When presented with a problem, coming up with a solution, implementing the solution, & ensuring that it is sustainable is part of what I do, day in and day out. Having done this for several years, across several industries, & with several organizations. I reached the same conclusion as above. Be it a technical problem like a memory leak, a behavioral issue, problems in the process, etc. It does not matter what the nature of the problem is. When I look back, I can see some recurring issues.

“Correlation does not mean causation” is an idea most people struggle with. Just because event B happens when event A also happens, just because when you increase input x, output y increases, they automatically jump to establish a cause-and-effect relationship.

When multiple variables affect an outcome, two contradictory aspects need to be considered simultaneously. We need to isolate the impact of each variable. Also, we need to understand their combined impact & sometimes the interrelations between the variables themselves.

What happens is that one of the variables is identified (sometimes, just correlation, sometimes causation). It gets fine-tuned, & we announce victory only to realize that the improvements we thought would materialize haven’t.

Then there is the problem of complex vs complicated. Almost all techniques we are aware of are suitable for solving complicated problems. These techniques involve reductionist approaches which fail miserably in solving complex problems.

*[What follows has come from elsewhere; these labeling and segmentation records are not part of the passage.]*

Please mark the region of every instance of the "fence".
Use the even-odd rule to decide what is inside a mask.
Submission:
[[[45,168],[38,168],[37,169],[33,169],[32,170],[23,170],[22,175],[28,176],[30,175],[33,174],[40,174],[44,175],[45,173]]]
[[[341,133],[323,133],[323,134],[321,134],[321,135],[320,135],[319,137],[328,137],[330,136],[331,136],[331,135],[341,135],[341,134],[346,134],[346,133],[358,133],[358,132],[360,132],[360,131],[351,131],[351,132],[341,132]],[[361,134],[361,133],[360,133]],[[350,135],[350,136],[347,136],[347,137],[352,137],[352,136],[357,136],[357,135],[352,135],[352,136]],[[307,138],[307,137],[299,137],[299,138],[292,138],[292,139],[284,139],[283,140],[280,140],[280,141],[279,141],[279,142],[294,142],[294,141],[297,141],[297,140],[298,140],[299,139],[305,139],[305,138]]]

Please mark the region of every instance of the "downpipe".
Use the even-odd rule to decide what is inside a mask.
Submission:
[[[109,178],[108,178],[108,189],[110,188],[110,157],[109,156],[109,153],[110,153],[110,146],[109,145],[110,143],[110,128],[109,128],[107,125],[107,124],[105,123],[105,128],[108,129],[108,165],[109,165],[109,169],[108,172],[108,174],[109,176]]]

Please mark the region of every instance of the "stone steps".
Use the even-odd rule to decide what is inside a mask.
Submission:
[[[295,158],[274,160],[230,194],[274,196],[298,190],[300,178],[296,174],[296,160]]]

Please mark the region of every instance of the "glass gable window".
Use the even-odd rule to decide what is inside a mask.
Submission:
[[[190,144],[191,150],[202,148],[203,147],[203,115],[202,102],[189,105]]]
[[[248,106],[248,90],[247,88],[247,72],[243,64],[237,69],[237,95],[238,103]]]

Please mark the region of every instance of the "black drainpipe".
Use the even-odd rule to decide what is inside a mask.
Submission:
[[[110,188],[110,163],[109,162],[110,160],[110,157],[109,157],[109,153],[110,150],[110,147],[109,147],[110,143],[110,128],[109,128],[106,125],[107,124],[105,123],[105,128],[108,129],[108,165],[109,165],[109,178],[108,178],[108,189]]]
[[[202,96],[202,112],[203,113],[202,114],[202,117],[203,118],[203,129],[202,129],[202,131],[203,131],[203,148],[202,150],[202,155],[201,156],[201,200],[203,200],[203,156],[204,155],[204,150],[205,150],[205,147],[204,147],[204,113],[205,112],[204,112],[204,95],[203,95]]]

One of the greatest assets for a problem solver is humility. “I don’t know” is a very powerful statement when you are trying to solve a problem. It means that you are open to challenge/validate every assumption. While you might have tonnes of experience, you are ready to take a fresh look at the problem at hand.

The customers/stakeholders though like to only hire people who can show a high degree of confidence and claim that “I know the solution”, “ This is nothing new for me”, “I have already solved it” or “Here ..I have a panacea..don't think JUST DO IT”.

Another challenge is often people who pay an analyst/problem solver want immediate actions. They are not ready to accept that problem-solving needs time .. time to observe, time to analyze, time to hypothesize, time to run experiments, & time to see the outcomes of a change.

Yes sounds like someone is going to sit on his butt for long periods but the more complex a problem, the more time you need to sit on your butt doing all these things rather than being “Action Jackson.”

When I ask for time to observe/collect data, I am told “That is already done, here is the data”. There is very little appreciation of the fact that data that is gathered by a 3rd party while it is a good starting point for a problem solver, going through the process of capturing this data in itself is a learning experience & provides a lot of insights. It also avoids biases that the data-capturing machinery might have.

Last but not least, the urge to declare victory prematurely. This happens the most in large corporates as their timing is everything. Just before the quarter ends, just before the appraisal cycle, one needs to show the results. So, the moment green shoots of progress are seen, out goes the email with 20 people, 200 in CC.

Then there is a long chain of “Kudos,” “Amazing Work,” etc.. till one discovers that the victory was short-lived. The concept of letting the changes “BAKE IN”, wait & watch are alien.

To conclude, here are things to keep in mind.

  • Correlation does not mean causation.

  • When multiple variables affect an outcome, individuals, as well as combined impact, need to be understood.

  • Complex & Complicated systems need very different problem-solving approaches.

  • “I don’t know” is a very good starting point. If this person has solved problems in the past, he will solve your present problem as well; even if his current status is “I don’t know.”

  • Problem-solving is a lot of brain work. Don’t get biased by the lack of visible action.

  • The success of the solution depends on how well data collection happens. Don’t short-circuit it.

  • It takes time to provide long-term/permanent solutions for problems. Don’t be like Bart & Lisa with your non-stop “Are we there already?”

Having identified the problems, the actual process of implementing the solutions has its own set of issues. But that is for some other day to write about.